Nexon ha chiuso il primo trimestre fiscale con numeri che fanno parlare, e gran parte del merito va ad Arc Raiders. I ricavi sono cresciuti del 34% rispetto allo stesso periodo dello scorso anno, arrivando a circa 880 milioni di euro, mentre l’utile netto è più che raddoppiato. A gonfiare ulteriormente i conti ha contribuito un provento straordinario da cambi valutari superiore a 83 milioni di euro. Il reddito operativo, dal canto suo, ha messo a segno un balzo del 40%, attestandosi intorno ai 336 milioni di euro.
Il protagonista assoluto del trimestre è stato proprio Arc Raiders, il titolo sviluppato da Embark Studios. Nel periodo in questione ha piazzato altri 4,6 milioni di copie, portando il conteggio complessivo a quota 16 milioni. Ma non è solo una questione di vendite: Nexon ha evidenziato come oltre la metà dei giocatori attivi abbia superato le 100 ore di gioco, per un totale complessivo di 1,5 miliardi di ore. Un dato che racconta di una community affezionata e presente. Anche The Finals, altro prodotto firmato Embark, ha fatto la sua parte con un incremento dei ricavi del 47% su base annua.
I franchise storici reggono, ma non mancano le note stonate
I cosiddetti ricavi “orizzontali”, quelli generati da titoli al di fuori dei tre franchise principali, sono quasi triplicati fino a toccare i 343 milioni di euro. I tre pilastri dell’azienda, MapleStory, Dungeon & Fighter e FC, hanno prodotto complessivamente circa 537 milioni di euro. MapleStory in particolare è cresciuto del 42%, trainato soprattutto dalle versioni Idle RPG e Worlds. A zavorrare il quadro, invece, è stato Dungeon & Fighter Mobile, in calo, che ha in parte eroso i progressi degli altri due marchi.
Una voce piuttosto curiosa nei conti riguarda una riduzione di circa 39 milioni di euro nei ricavi di MapleStory: Idle RPG. La ragione? I rimborsi concessi ai giocatori dopo che un errore nel codice aveva alterato le probabilità di alcuni oggetti a pagamento. L’impatto sul reddito operativo si è fermato a circa 20 milioni di euro.

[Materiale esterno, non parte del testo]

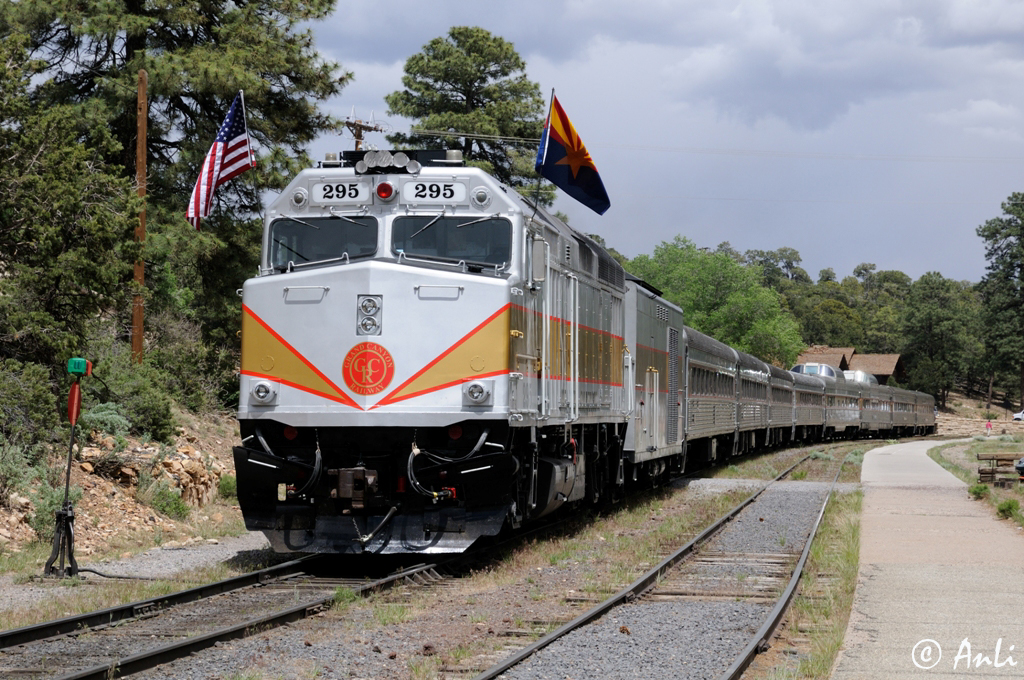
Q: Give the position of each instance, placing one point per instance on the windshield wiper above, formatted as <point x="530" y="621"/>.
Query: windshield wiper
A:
<point x="302" y="221"/>
<point x="291" y="250"/>
<point x="428" y="224"/>
<point x="347" y="219"/>
<point x="476" y="221"/>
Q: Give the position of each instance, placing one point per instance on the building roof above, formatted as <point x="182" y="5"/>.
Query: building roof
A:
<point x="835" y="356"/>
<point x="877" y="365"/>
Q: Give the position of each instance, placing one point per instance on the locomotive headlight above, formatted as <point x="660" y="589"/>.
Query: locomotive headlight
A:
<point x="264" y="392"/>
<point x="369" y="306"/>
<point x="477" y="393"/>
<point x="481" y="197"/>
<point x="368" y="314"/>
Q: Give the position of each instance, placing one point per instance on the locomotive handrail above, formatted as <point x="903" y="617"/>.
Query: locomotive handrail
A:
<point x="546" y="331"/>
<point x="573" y="414"/>
<point x="629" y="383"/>
<point x="461" y="264"/>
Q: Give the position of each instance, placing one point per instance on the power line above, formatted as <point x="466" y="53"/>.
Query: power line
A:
<point x="756" y="153"/>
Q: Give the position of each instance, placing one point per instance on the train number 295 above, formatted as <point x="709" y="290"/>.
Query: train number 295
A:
<point x="434" y="190"/>
<point x="334" y="192"/>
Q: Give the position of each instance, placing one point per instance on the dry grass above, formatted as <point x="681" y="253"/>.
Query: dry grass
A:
<point x="77" y="596"/>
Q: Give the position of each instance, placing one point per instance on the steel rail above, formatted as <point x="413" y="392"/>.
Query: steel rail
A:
<point x="629" y="593"/>
<point x="175" y="650"/>
<point x="760" y="640"/>
<point x="142" y="607"/>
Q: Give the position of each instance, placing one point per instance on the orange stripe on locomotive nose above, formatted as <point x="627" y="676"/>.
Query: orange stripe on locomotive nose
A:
<point x="481" y="352"/>
<point x="266" y="354"/>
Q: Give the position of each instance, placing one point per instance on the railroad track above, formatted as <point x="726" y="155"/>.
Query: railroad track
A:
<point x="104" y="644"/>
<point x="705" y="610"/>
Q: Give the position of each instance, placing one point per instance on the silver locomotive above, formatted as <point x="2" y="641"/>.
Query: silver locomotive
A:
<point x="429" y="357"/>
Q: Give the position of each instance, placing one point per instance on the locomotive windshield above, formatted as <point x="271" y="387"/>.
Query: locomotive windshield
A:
<point x="321" y="240"/>
<point x="459" y="238"/>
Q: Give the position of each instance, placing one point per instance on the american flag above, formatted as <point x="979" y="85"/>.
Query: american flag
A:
<point x="228" y="158"/>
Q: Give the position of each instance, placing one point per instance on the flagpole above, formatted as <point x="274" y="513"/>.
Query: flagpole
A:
<point x="547" y="127"/>
<point x="544" y="133"/>
<point x="245" y="123"/>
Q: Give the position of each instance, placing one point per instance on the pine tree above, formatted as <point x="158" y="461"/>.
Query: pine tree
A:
<point x="1003" y="287"/>
<point x="67" y="219"/>
<point x="474" y="83"/>
<point x="198" y="56"/>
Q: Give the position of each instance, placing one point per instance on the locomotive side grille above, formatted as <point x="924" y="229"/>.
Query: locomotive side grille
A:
<point x="586" y="259"/>
<point x="609" y="270"/>
<point x="672" y="426"/>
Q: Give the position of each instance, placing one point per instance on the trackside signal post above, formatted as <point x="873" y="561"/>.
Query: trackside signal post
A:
<point x="64" y="530"/>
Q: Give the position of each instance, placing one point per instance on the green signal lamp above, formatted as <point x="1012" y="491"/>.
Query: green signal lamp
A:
<point x="79" y="367"/>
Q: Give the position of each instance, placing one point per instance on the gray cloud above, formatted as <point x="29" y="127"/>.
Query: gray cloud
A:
<point x="872" y="131"/>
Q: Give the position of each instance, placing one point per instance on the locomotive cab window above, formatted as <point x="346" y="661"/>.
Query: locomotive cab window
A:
<point x="456" y="238"/>
<point x="321" y="240"/>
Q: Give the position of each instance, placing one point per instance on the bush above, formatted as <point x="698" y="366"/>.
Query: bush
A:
<point x="12" y="471"/>
<point x="227" y="486"/>
<point x="29" y="414"/>
<point x="163" y="499"/>
<point x="137" y="389"/>
<point x="978" y="492"/>
<point x="194" y="373"/>
<point x="1008" y="508"/>
<point x="104" y="418"/>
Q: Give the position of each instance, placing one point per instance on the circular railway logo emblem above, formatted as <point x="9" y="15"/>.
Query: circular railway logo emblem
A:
<point x="368" y="369"/>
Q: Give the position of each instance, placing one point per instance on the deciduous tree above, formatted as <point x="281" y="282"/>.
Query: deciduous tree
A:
<point x="722" y="298"/>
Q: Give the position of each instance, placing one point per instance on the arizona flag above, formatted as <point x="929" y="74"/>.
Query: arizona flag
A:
<point x="564" y="161"/>
<point x="228" y="158"/>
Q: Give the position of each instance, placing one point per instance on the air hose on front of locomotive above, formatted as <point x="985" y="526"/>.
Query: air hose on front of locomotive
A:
<point x="317" y="466"/>
<point x="444" y="493"/>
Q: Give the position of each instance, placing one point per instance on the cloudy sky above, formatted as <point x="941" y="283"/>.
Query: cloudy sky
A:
<point x="854" y="131"/>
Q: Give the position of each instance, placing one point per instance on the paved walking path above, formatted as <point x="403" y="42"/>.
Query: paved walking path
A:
<point x="941" y="583"/>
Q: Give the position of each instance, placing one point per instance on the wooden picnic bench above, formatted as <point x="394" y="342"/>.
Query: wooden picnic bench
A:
<point x="999" y="470"/>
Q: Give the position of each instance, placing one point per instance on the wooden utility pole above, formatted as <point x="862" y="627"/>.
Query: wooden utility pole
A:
<point x="137" y="326"/>
<point x="357" y="127"/>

Cancellati tre progetti, ma Nexon guarda avanti con 15 giochi in sviluppo
Sul versante dello sviluppo, il trimestre ha portato anche qualche taglio: tre progetti sono stati cancellati e le risorse redistribuite su Nakwon: Last Paradise e Woochi the Wayfarer. La società ha spiegato che i team sono stati riallocati su titoli considerati capaci di conquistare e mantenere un pubblico globale. Restano comunque in cantiere 15 giochi, cinque dei quali dovrebbero arrivare entro la fine del 2026. Embark Studios, nel frattempo, ha due nuovi progetti nelle fasi iniziali di sviluppo.
Le previsioni per il secondo trimestre, però, raccontano una storia diversa. Nexon si aspetta ricavi compresi tra 619 e 692 milioni di euro, con un calo stimato intorno al 10%, mentre il reddito operativo potrebbe contrarsi fino al 57%. Il confronto con il secondo trimestre del 2024, che aveva beneficiato del lancio di Dungeon & Fighter Mobile e di Mabinogi Mobile, rende il paragone particolarmente sfavorevole. La crescita di MapleStory e Arc Raiders dovrebbe compensare solo in parte questo effetto stagionale.